You've heard, "a working alcoholic,"

I'm a working depressed person.

I take Lexapro, it helps me, but I sleep a lot, I need a forklift to get me out bed in the mornings to get to work.

My husband is very supportive and helps out wherever he's needed.

Same as above, my animals are everything for my therapy.

Oklahoma Farmgirl said...

Ah yes, depression. I think mine started when I was 18. I stopped all my "normal" activities my senior year. Then it was just an ongoing part of my life. I would be manic one moment, down the next. I raged.

My depression is both chemical & situational. I have been on lexapro (worked awhile then did not), effexor (felt no emotions at all), then I took a herbal remedy that my chiropractor/acupunturist recommended--it worked wonders. Years of therapy also helped. Then when my sleep apena was diagnosed I took amitriptelean (sp??) for a couple of years.
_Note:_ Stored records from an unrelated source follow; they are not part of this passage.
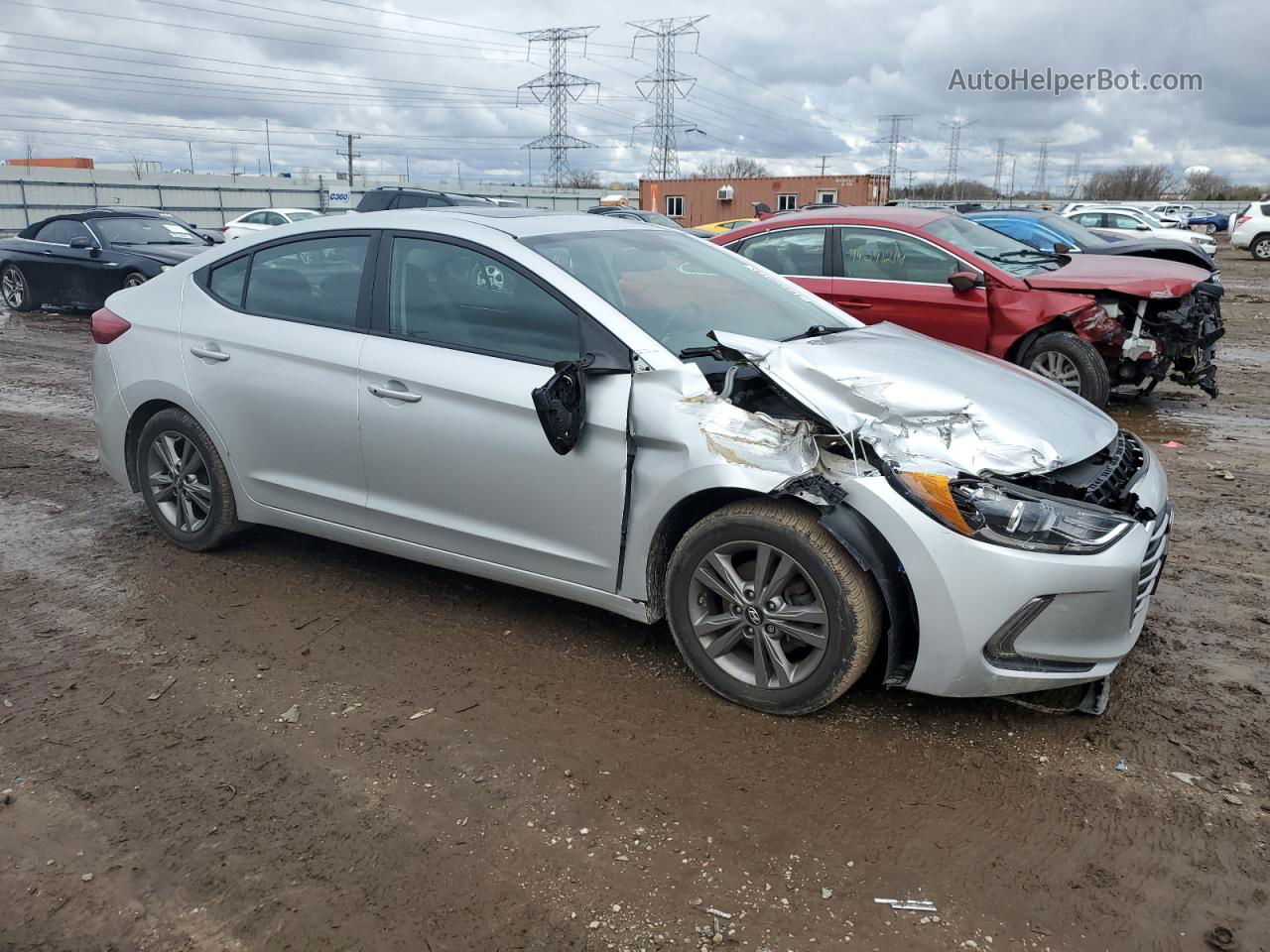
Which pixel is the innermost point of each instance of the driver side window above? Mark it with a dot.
(453, 296)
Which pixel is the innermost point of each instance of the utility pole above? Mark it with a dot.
(662, 86)
(1042, 164)
(348, 153)
(953, 149)
(1000, 168)
(557, 87)
(893, 140)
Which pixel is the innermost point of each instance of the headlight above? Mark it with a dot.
(1007, 516)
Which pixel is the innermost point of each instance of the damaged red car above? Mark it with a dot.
(1093, 324)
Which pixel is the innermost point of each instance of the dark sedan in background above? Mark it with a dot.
(79, 261)
(1046, 230)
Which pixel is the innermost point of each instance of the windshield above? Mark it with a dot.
(1083, 238)
(145, 231)
(677, 287)
(1008, 254)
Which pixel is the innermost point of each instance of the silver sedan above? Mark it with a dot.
(635, 419)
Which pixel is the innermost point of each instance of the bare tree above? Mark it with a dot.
(580, 179)
(1130, 181)
(735, 168)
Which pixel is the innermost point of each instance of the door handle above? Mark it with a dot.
(405, 397)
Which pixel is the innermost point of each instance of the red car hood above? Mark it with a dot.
(1141, 277)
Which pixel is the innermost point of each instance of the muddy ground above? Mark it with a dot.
(570, 785)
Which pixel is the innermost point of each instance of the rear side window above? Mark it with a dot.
(375, 200)
(316, 282)
(226, 281)
(799, 252)
(451, 296)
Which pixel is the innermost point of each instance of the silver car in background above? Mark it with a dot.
(635, 419)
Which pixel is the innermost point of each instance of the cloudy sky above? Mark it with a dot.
(436, 84)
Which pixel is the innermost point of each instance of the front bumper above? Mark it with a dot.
(968, 592)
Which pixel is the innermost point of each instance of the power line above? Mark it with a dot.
(557, 87)
(662, 85)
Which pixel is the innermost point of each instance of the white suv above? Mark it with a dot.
(1251, 230)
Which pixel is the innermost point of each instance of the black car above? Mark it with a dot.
(404, 197)
(213, 236)
(79, 261)
(1046, 230)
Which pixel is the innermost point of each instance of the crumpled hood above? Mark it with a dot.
(930, 407)
(1141, 277)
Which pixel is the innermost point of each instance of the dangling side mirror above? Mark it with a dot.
(562, 405)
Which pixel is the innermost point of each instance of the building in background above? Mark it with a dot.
(51, 163)
(694, 202)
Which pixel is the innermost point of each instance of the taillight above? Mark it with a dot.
(107, 325)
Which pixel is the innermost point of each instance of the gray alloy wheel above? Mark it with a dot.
(180, 481)
(1057, 367)
(758, 615)
(14, 289)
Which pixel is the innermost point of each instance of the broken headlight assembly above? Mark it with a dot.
(1008, 516)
Very old drug with no side effects supposedly. But it left me very foggy. I have been off my meds for over a year now & feel good. I have down days, but for me (since I have had addiction problems) I am dealing with it each day. I know that if the really dark days come back or if I again become suicidal I will have to go back on meds, but for now I am med free.
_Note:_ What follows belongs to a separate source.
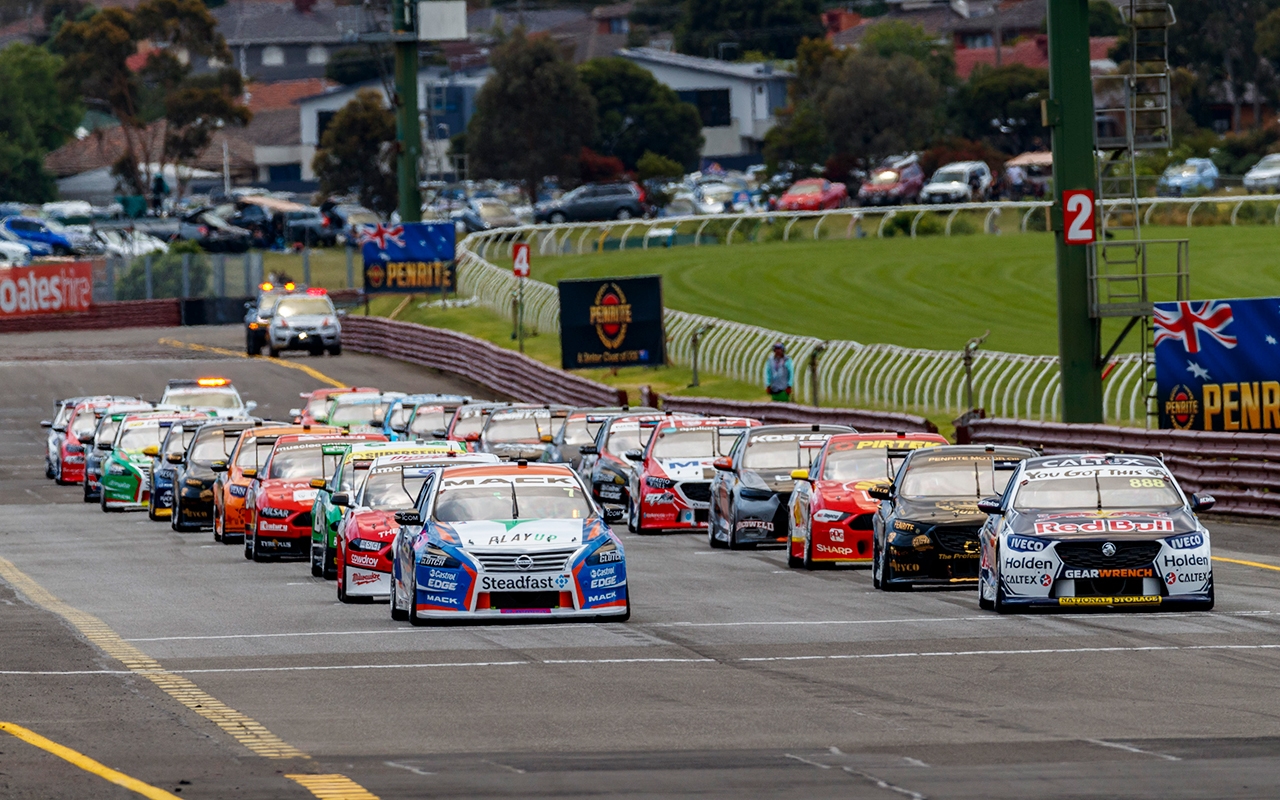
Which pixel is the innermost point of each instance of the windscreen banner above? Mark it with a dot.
(46, 288)
(1217, 365)
(410, 259)
(612, 323)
As stated by others, my furkids are my saving grace. They love me, they comfort me, they nourish my Spirit.


Blessed be...

dykewife said...

i've posted the new med i'm on (it's in the med stool (a footstool that has storage compartment where all the meds and supplements get put). part of the reason i stopped taking welbutrin (bupropion) and paxil was that the paxil made me fat and gave me wicked tiring dreams. i wanted to see if the depression had lifted. in some ways it has. going off was definitely a learning experience in relearning that anxiety sucks and depression sucks too. this time was different in that i wasn't suicidal, i was angry...always angry.
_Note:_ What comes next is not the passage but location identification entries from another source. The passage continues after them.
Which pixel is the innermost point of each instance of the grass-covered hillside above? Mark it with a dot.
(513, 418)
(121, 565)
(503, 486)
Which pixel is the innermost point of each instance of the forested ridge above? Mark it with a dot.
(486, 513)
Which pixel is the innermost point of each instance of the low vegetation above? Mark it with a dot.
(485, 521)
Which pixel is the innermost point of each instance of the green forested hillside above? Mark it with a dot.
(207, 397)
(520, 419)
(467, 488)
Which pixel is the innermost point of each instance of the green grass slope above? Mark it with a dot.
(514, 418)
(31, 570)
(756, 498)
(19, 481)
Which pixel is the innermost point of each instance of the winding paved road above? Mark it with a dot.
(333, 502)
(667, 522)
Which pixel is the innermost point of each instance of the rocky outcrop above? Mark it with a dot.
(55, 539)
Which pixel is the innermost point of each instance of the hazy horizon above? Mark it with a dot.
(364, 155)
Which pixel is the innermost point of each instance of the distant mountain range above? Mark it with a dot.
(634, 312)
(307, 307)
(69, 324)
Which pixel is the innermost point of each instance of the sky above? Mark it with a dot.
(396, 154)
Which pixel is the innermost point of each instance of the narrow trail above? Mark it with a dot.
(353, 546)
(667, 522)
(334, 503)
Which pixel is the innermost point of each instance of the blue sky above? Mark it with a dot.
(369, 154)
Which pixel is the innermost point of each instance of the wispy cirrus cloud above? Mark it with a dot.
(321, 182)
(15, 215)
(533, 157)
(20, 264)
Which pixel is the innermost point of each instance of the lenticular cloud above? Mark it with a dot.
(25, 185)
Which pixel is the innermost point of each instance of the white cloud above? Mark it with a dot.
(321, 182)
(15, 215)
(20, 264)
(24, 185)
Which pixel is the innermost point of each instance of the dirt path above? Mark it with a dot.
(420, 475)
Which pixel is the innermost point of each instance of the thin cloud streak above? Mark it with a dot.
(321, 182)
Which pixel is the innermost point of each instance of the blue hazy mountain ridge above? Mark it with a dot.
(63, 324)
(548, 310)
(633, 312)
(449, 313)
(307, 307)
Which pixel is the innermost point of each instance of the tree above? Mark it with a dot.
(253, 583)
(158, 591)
i hope the new med works without the weight gain and dreams. i'd like to not feel as dreadful as i do right now.

Mrs4444 said...

I'm sorry you have to deal with depression. I'm glad you are smart enough to understand the value of meds and to go through the adjustments, rather than giving up.

Rhonda said...

I can relate. I've been on and off these kinds of meds at different times in my life.

"A dark cloud" is the perfect description of depression.

It seems like just about every winter at some point before spring, I contemplate going to the Doc.

Rhonda said...

I see you have 56 and sunny today.
That's just not fair! (stomping foot like a 4 year old)

blogauthor said...

How strange. I'm in a massive funk right now too.

Nancy C said...

I came across your blog and it hit so "close to home" I just had to write you a note. I know you feel depressed right now but, you are right, your meds will kick in and you will feel better. I am in the process of a divorce after 23 years to a wonderful man who will not acknowledge that he is bipolar. No one can convince him he needs to be on medication. We have gone to doctors and therapists, counselors and pastors. He cannot accept that he isn't perfect and as a result, has become dangerous. We simply can't live together any more. So, it can be much worse. As much as I am suffering and the children, I can't imagine what my husband is going through. Thank you for sharing and being honest.